2 tips for ENT coding & billing

Here are two tips for coding and billing common ENT procedures.

1.  Know 2015 CPT code updates.  A number of Current Procedural Terminology code set changes for 2015 are expected to impact otolaryngology, according to the American Academy of Otolaryngology – Head and Neck Surgery

Changes include:

•    43180, a new code for the reporting of Endoscopic Zenker's Diverticulum
•    Deletion of Eustachian tube codes 69400, 69401 and 69405

The American Medical Association RVS Update Committee also reviewed the following codes:

•    92541
•    92542
•    92543
•    92544
•    92545
•    10021
•    30903
•    30905
•    31295
•    31296
•    31297
•    41530
•    30300
•    30906
•    40804
•    42809
•    69200
•    69220
•    92511

Each of these codes could be subject to changes in reimbursement. See the American Academy of Otolaryngology – Head and Neck Surgery report for the full code descriptions.

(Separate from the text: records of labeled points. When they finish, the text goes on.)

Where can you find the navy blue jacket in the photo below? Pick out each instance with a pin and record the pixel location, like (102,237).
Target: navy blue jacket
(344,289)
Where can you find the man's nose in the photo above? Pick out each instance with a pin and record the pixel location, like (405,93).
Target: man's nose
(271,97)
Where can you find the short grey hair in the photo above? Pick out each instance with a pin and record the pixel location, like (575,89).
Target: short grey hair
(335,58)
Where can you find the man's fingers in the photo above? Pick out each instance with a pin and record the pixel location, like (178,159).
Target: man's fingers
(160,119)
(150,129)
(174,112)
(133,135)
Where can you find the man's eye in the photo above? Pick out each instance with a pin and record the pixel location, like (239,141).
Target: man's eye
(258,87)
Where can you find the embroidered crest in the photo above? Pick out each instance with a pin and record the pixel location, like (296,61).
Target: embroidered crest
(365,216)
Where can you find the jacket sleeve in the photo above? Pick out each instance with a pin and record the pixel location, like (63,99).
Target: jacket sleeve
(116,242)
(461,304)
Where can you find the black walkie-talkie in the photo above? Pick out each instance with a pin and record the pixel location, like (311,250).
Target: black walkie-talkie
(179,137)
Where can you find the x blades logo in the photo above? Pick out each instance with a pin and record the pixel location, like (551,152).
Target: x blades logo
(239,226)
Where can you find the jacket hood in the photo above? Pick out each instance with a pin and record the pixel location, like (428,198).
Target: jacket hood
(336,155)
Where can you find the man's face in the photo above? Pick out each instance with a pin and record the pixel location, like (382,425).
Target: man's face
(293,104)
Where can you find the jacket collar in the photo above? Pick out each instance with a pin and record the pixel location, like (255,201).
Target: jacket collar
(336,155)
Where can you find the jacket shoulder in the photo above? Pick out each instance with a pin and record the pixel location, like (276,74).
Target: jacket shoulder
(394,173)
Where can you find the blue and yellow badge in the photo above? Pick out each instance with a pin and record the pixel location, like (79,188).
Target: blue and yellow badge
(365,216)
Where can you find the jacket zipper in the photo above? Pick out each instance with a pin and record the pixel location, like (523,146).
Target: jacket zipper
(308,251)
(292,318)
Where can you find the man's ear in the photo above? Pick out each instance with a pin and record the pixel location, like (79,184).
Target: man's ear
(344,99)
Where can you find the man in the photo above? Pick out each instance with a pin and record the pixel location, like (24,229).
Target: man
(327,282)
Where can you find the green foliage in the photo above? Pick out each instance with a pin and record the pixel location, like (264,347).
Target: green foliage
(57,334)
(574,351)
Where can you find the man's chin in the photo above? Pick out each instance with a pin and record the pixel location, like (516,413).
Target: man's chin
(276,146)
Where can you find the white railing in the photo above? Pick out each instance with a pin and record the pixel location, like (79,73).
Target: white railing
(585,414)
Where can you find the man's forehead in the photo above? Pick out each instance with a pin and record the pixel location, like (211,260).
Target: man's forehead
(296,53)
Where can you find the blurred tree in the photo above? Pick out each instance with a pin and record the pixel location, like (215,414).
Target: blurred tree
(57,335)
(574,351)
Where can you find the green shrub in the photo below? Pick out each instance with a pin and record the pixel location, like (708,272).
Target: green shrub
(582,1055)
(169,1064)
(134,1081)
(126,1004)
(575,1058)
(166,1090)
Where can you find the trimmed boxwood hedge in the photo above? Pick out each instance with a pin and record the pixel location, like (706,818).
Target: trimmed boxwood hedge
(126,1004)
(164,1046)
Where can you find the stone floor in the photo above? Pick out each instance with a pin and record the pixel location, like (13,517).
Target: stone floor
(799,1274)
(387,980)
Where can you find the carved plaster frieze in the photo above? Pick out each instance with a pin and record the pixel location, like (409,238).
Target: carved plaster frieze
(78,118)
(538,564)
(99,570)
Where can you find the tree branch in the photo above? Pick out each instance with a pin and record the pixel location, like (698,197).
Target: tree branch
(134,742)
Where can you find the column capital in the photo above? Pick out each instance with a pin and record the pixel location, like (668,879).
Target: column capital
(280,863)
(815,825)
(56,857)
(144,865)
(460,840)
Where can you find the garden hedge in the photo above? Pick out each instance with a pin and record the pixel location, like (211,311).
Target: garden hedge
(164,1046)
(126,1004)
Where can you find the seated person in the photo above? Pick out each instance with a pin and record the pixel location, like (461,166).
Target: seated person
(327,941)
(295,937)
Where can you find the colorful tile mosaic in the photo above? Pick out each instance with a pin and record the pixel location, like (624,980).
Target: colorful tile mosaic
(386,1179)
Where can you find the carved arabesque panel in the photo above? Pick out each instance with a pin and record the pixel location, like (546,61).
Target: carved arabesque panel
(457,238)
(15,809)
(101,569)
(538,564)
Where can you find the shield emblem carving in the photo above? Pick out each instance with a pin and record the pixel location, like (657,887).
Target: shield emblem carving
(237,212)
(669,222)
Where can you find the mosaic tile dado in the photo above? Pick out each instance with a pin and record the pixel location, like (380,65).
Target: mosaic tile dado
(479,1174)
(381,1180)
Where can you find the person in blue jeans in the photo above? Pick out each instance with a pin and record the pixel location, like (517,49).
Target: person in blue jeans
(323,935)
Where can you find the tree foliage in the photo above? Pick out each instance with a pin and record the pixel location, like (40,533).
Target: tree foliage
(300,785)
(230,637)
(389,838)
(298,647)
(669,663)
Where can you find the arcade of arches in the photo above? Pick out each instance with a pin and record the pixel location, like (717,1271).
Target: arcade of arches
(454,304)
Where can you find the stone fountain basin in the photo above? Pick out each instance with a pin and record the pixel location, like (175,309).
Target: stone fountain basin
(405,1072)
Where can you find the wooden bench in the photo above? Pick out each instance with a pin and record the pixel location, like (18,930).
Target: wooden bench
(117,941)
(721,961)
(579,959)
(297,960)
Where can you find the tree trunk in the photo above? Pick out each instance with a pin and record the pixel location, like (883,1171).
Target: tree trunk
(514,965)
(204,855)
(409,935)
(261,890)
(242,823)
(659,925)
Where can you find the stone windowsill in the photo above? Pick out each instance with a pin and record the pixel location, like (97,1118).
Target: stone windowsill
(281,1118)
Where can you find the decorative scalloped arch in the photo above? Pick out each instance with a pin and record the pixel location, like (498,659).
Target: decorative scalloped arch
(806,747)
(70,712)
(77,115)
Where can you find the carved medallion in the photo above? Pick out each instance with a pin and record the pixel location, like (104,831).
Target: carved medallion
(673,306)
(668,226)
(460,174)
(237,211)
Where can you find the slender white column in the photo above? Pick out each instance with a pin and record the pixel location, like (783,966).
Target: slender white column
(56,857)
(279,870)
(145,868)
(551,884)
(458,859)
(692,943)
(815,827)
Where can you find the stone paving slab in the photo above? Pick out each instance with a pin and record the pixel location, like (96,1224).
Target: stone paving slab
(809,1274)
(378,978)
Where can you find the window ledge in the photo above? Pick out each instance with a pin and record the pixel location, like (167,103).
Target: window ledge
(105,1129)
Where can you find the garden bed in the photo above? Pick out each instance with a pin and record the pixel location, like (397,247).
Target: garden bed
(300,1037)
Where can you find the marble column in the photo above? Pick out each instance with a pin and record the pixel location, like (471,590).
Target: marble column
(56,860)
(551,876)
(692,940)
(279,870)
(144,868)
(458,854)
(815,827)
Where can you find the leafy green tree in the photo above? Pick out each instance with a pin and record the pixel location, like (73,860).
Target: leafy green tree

2. Track external benchmarks. External benchmarking can help healthcare leaders understand if they are capturing as much revenue as efficiently as possible. Here are 10 statistics on ENT revenue per case in ambulatory surgery centers, according to VMG Health's 2012 Intellimarker Ambulatory Surgical Center Financial & Operational Benchmarking Study.

West
•    Gross charges per case: $8,426
•    Net revenue per case: $1,740

Southwest
•    Gross charges per case: $8,673
•    Net revenue per case: $2,071

Midwest
•    Gross charges per case: $7,710
•    Net revenue per case: $2,172

Southeast
•    Gross charges per case: $6,537
•    Net revenue per case: $1,369

Northeast
•    Gross charges per case: $7,494
•    Net revenue per case: $2,009

CPT Copyright 2014 American Medical Association. All rights reserved. CPT is a registered trademark of the American Medical Association.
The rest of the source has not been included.